Ein Filmfestival in Wien ohne BDS-Beteiligung besucht

Im falschen Film

Das österreichische Filmfestival This Human World lief in diesem Jahr ohne Störungen durch Antizionisten ab – trotz der Tradition, auch in Wien Israel zu boykottieren.

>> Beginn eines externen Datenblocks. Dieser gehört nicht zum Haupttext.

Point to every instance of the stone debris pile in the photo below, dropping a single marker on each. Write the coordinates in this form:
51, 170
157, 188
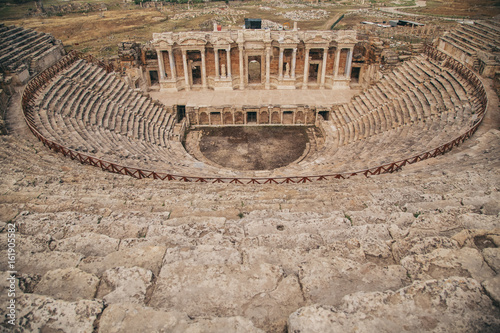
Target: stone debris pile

Die Boykottaufrufe und Boykotte gegen israelische und jüdische Künstler und ihre Werke in Europa häufen sich: Im Sommer wurde der US-amerikanische jüdische Reggae-Musiker Matisyahu vom spanischen Festival Rototom Sunsplash als einziger Künstler aufgefordert, eine Erklärung für einen palästinensischen Staat abzugeben. Die spanische Sektion der BDS-Bewegung (Boycott, Divestment and Sanctions) hatte das Festival unter Druck gesetzt, ihn auszu­laden. Beim norwegischen Dokumentarfilmfestival Human Rights – Human Wrongs wurde Roy Zafranis »The Other Dreamers« abgelehnt, ein Film über Kinder mit Behinderung in Tel Aviv. Nicht etwa aus künstlerischen Gründen, sondern weil es ein israelischer Film ist, der die »illegale Besatzung« der palästinensischen Gebiete nicht thematisiert und sich damit zum Komplizen der israelischen »Apartheid« mache.
Das Festival unterstützt BDS. Auch das Schwei­zer Filmfestival Locarno benannte seine Sektion »Carte Blanche« 2015 um, weil in diesem Jahr dort Ausschnitte aus israelischen Filmen im Stadium der Postproduktion gezeigt wurden. Der Titel »Carte Blanche« ließe zu israelfreundliche Interpretationen zu, zumal das Festival mit dem israelischen Filmfonds kooperierte. Dem aber wollte man, nachdem einige Filmemacher mit dem Boykott des Festivals gedroht hatten, keine Blankovollmacht ausstellen, weil die Sektion, deren Sinn es ist, Finanzierung für die unfertigen Filme zu finden, »keine Plattform für den israelischen Staat« bilden sollte.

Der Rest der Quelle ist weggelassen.